BBC finally discovers political bias in the media

In another shameless fit of overreach, the BBC finds atmospheric political bias in the Italian media to be akin to “chloroforming” of a sheepish and docile populace.
Prodi wants that to change, favoring an arrangement like the BBC’s where disagreement with the left in any substantive way is made tacitly impossible in spite of the fact that virtually all the big-name journalists in Italy are leftists anyway. I suppose what they want is an arrangement where a company like Gruppo Mediaset (not state funded) which is to the right of the (tax funded) RAI can even exist if it has a substantial audience.

I guess they’re trying to wait out the interalia until the second coming of glorious socialism makes political freedom unnecessary, or something, but either way they seem no longer able to make a distinction between private and state funded media, or the difference in their obligations and limits.



Note: I truncated the fluff out of the original 9 minute report down to 5m:44s.


Indeed, the report trumpets the selected interview subjects that find it “urgent” that Italian media be completely and entirely overhauled to enrich people with documentaries and dramas, to pave the way for the elevation of the public mind. In other words – people are mindless slobs until they’re reprogrammed to be good little leftists.

This segment ran on the BBC World Service and is unlikely to have run in the UK itself since it would have had to go into a repeat cycle while the World Service is carried by the toxically biased Radio 4 as their overnight programming. In other words, they can conceal from the population that they do a disservice to in the same fashion that they criticize others.

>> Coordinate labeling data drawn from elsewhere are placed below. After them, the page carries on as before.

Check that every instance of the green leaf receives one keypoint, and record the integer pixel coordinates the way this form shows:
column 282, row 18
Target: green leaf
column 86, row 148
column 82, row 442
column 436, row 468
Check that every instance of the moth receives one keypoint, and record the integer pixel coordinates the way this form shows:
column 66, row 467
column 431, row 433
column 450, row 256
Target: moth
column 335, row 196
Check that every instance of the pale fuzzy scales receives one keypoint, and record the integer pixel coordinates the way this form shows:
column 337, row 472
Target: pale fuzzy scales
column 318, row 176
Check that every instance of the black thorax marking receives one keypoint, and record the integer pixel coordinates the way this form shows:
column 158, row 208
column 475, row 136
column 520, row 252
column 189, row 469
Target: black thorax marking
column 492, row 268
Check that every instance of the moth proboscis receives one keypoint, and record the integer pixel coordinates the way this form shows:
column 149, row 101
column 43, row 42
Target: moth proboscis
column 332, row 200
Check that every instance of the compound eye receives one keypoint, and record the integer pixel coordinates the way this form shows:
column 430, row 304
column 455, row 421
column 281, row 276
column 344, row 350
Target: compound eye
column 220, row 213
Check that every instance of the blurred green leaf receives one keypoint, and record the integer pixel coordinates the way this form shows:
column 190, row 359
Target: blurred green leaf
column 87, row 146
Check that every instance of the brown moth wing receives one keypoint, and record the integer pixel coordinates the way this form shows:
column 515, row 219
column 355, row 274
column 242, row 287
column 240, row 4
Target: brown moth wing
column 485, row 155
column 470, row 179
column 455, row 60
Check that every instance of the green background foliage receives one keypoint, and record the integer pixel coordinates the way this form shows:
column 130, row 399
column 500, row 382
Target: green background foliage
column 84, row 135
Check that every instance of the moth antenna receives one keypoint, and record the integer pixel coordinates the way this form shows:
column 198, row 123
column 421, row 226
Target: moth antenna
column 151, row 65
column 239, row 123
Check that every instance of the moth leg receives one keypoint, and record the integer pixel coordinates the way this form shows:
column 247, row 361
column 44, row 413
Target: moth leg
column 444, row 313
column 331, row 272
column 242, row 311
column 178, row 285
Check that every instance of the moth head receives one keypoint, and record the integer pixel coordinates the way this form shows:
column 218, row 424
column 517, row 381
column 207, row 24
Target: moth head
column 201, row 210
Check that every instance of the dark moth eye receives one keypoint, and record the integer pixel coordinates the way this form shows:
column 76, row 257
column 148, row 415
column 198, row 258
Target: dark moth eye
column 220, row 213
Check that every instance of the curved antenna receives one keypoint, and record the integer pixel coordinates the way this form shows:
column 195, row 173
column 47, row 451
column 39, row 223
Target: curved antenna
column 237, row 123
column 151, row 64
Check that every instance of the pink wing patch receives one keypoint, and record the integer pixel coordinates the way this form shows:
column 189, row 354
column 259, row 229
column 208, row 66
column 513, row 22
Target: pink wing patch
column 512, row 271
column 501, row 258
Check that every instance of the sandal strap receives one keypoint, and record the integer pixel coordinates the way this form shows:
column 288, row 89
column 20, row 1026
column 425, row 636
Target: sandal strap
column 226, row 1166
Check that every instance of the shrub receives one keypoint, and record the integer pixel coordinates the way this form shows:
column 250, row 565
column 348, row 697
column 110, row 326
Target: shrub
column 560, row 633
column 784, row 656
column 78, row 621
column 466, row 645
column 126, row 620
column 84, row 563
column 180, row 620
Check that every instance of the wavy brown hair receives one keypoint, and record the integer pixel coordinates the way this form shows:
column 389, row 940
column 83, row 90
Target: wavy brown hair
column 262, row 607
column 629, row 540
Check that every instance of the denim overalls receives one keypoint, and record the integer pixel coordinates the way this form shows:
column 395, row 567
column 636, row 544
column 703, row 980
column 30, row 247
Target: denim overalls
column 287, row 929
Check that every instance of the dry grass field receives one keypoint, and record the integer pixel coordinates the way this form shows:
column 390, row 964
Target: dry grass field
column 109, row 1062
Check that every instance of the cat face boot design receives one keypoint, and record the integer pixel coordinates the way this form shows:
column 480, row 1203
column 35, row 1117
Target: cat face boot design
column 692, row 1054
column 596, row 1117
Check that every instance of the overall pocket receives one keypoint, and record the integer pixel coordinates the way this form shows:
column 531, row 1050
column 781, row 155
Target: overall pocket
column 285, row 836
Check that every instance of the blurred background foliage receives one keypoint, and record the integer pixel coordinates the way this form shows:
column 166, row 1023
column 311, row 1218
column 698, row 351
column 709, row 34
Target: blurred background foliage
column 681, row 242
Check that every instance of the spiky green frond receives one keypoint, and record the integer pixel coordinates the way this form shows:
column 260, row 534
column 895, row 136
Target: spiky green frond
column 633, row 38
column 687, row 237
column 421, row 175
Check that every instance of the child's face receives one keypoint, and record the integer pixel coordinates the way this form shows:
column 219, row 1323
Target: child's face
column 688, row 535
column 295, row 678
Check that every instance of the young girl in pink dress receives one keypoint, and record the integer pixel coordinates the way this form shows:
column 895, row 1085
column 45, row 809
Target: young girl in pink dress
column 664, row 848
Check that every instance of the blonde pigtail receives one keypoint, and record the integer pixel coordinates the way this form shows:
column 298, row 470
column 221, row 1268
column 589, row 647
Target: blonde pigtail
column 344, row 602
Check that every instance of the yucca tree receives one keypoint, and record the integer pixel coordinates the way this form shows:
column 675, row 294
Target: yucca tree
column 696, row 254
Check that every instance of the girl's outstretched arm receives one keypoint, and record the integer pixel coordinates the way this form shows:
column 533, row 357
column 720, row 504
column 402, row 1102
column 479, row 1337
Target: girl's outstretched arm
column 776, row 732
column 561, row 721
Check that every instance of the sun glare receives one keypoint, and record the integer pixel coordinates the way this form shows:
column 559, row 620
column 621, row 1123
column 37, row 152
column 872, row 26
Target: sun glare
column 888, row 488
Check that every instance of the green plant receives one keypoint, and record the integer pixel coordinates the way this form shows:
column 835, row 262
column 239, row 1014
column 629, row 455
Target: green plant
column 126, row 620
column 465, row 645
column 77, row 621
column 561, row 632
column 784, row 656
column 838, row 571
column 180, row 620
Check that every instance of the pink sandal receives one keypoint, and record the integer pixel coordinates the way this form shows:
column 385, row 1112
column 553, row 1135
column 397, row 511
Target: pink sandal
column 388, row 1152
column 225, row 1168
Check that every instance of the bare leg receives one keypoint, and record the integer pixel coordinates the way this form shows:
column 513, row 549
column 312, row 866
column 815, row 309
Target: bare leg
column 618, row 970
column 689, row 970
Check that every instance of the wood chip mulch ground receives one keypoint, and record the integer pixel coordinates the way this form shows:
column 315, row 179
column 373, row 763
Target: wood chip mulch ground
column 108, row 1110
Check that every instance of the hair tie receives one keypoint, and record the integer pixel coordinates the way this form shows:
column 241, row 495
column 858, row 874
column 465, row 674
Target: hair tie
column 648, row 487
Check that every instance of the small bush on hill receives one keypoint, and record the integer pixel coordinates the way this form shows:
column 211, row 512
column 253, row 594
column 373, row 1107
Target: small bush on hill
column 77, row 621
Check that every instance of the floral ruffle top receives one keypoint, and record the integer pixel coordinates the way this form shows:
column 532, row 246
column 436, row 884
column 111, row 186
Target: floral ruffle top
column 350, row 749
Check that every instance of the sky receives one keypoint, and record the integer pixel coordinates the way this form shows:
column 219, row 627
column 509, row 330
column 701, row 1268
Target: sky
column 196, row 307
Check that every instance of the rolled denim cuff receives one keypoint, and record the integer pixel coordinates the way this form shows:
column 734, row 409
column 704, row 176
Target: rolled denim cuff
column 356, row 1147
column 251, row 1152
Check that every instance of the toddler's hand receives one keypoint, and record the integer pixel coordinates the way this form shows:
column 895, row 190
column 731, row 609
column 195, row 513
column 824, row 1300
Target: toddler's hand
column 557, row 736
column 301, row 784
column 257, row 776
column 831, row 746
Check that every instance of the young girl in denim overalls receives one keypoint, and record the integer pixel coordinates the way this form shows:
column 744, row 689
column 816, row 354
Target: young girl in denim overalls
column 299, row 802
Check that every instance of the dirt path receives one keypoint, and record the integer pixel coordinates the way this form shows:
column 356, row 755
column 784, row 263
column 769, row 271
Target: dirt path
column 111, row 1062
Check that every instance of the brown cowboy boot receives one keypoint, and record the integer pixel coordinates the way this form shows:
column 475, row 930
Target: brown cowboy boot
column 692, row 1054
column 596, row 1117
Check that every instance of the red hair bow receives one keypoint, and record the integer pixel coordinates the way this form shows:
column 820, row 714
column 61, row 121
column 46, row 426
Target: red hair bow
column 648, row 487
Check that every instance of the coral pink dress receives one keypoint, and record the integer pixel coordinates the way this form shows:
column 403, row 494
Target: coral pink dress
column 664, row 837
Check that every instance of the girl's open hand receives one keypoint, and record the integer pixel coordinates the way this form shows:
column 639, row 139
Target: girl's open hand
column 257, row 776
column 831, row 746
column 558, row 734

Funny that. BBC feels perfectly free to criticize news and entertainment programming which has a generally atmospheric (but often overt) political bias in Italy - when they have been doing the same themselves in the UK, and doing it on the back of anyone who owns a television by forcing them to pay a tax on it to fund their £3 billion per year media operation which functions as a virtual monopoly.
Did a producer’s eyebrow even go up when the reporter edited in a comparison of Berlusconi to Mussolini? Imagine hearing a similar liberty taken with the left – let’s say, between the bright lights of the British left with Stalin or Hitler, people with who they share ideology or proactive and coercive collectivism.

Would that have been let through, I wonder?